Consumer-focused service OnLive doesn't give out user figures but claims to be reaching "millions" of users in press statements, while Gaikai's business-to-business technology has been adopted by the majority of games publishers, YouTube, retailers such as Walmart and social networking site Facebook.
But according to a report by Interpret which surveyed digital gamers in ten countries, players in markets such as the US, UK, France, Germany and Australia have low familiarity levels with cloud gaming, ranging between 3 and 5 per cent.
However, once educated on the possibilities of cloud gaming - streaming high-end PC games to low spec hardware without the need for downloads - interest levels rose significantly.
52 per cent of digital gamers in the US said they were very or somewhat interested in cloud gaming services, followed by 49 per cent of Australians and 46 per cent of UK gamers.
French and German players were less interested at 36 per cent and 29 per cent, respectively.

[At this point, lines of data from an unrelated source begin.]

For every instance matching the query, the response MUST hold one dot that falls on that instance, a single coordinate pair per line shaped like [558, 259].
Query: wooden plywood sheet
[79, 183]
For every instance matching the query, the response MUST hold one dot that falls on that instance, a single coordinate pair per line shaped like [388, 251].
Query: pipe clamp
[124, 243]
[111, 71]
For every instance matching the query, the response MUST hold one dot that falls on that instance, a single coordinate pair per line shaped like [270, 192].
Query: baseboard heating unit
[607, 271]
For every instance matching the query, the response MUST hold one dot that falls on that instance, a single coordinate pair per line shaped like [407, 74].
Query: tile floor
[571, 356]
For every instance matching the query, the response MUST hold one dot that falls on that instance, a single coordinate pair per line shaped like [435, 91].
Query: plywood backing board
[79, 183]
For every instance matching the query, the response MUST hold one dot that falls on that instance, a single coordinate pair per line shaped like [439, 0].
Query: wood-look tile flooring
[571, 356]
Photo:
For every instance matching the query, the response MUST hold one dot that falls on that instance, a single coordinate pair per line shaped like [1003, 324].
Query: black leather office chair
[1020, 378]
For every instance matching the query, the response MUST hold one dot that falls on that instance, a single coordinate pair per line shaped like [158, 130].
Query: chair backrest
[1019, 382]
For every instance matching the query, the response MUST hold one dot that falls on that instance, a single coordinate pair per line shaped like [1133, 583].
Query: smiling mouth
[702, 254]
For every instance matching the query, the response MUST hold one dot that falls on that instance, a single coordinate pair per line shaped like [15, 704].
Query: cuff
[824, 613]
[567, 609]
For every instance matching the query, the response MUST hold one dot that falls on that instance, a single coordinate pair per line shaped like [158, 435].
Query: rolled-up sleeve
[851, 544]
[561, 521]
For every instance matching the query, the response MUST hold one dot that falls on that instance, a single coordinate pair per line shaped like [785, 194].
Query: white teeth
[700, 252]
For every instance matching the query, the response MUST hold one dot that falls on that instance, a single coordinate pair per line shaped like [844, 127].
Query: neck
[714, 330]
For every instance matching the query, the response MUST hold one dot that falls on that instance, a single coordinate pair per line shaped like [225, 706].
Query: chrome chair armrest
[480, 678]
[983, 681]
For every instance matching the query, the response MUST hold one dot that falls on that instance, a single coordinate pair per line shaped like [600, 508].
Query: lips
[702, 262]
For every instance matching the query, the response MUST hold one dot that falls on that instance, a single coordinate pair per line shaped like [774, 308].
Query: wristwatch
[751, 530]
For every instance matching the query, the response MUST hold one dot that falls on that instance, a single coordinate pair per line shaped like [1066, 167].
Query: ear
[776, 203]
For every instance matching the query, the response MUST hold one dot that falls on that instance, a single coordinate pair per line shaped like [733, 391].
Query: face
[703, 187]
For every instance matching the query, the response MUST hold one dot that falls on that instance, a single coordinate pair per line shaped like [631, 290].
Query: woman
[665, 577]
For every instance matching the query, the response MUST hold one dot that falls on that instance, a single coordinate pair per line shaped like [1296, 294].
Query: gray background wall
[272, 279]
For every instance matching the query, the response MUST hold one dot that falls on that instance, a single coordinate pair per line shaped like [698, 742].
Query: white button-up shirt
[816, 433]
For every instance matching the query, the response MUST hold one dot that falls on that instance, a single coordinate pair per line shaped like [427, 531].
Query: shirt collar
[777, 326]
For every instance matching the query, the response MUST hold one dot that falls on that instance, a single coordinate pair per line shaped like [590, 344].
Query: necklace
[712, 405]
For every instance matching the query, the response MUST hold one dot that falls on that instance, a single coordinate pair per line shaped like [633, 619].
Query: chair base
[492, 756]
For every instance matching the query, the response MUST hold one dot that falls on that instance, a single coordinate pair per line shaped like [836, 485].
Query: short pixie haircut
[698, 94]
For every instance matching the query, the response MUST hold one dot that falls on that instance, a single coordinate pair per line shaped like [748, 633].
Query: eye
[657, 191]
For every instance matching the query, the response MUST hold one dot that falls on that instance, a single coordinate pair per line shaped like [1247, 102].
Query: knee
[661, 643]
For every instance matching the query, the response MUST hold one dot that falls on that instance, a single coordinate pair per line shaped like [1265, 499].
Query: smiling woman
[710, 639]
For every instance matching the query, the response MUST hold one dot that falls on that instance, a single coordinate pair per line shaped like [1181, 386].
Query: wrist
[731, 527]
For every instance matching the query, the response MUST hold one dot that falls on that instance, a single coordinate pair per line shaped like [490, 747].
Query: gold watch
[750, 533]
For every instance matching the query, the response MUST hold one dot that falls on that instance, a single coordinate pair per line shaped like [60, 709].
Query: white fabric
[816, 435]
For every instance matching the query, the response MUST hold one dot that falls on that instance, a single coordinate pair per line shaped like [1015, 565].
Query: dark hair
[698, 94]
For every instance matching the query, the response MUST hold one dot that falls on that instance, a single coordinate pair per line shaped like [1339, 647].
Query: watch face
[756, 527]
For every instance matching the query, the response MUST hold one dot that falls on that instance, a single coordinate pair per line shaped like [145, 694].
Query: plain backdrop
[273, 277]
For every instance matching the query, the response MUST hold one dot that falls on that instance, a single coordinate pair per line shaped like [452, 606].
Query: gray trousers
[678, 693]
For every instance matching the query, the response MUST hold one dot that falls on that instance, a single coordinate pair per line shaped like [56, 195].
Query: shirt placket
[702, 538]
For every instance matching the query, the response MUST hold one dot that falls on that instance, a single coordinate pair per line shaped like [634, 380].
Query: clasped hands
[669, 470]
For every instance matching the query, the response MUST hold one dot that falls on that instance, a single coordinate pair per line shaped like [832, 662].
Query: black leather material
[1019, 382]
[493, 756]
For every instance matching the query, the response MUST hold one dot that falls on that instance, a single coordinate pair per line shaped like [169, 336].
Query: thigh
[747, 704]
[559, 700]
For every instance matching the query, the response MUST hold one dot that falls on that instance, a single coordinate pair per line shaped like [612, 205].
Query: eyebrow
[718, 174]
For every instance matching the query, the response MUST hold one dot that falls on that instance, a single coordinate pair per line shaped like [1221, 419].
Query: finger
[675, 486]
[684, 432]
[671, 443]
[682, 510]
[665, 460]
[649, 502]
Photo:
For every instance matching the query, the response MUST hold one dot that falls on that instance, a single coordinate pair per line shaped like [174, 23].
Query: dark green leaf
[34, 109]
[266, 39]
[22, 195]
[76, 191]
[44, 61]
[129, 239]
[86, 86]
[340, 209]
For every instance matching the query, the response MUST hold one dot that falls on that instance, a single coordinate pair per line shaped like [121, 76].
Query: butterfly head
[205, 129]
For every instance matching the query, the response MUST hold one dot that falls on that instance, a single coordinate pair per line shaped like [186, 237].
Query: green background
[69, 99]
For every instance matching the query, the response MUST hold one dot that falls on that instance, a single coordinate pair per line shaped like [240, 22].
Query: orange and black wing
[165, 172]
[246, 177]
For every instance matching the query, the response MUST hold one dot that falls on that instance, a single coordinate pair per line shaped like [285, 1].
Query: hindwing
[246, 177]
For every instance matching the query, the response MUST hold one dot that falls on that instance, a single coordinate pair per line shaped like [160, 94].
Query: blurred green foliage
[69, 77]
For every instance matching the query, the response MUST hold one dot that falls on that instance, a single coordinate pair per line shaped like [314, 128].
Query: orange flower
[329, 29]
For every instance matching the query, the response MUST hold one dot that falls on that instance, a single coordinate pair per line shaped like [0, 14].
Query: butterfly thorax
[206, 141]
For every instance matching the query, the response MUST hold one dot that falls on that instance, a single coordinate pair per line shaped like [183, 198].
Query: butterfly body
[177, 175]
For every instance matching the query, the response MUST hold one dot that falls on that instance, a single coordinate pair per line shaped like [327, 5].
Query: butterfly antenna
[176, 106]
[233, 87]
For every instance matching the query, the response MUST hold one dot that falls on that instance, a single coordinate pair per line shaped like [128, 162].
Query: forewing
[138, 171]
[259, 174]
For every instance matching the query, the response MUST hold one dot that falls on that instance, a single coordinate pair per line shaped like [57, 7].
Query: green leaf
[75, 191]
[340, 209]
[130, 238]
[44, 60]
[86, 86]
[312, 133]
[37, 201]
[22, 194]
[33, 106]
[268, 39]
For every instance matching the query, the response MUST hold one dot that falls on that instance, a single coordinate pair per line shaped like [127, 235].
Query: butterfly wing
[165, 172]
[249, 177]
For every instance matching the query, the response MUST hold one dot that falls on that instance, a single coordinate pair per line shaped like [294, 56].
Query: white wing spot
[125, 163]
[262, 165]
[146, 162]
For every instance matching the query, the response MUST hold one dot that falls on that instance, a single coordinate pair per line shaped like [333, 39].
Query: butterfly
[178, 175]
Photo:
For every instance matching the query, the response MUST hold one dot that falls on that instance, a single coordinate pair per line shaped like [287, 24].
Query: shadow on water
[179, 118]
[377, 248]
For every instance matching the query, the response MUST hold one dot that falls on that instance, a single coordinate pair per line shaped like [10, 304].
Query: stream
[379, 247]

Earlier this week Sony Computer Entertainment acquired cloud gaming service Gaikai for $380 million, a move that Interpret VP Michael Cai called "a strategic move that provides a path for the gradual migration of gaming to the cloud."
"This acquisition is well aligned with Sony's transition from a hardware-centric to network-centric company," he added. "Furthermore, Sony stands to capitalise on its established relationship with young male gamers - in Western countries, males 13-34 comprise one third to one half of those very interested in trying a cloud gaming service."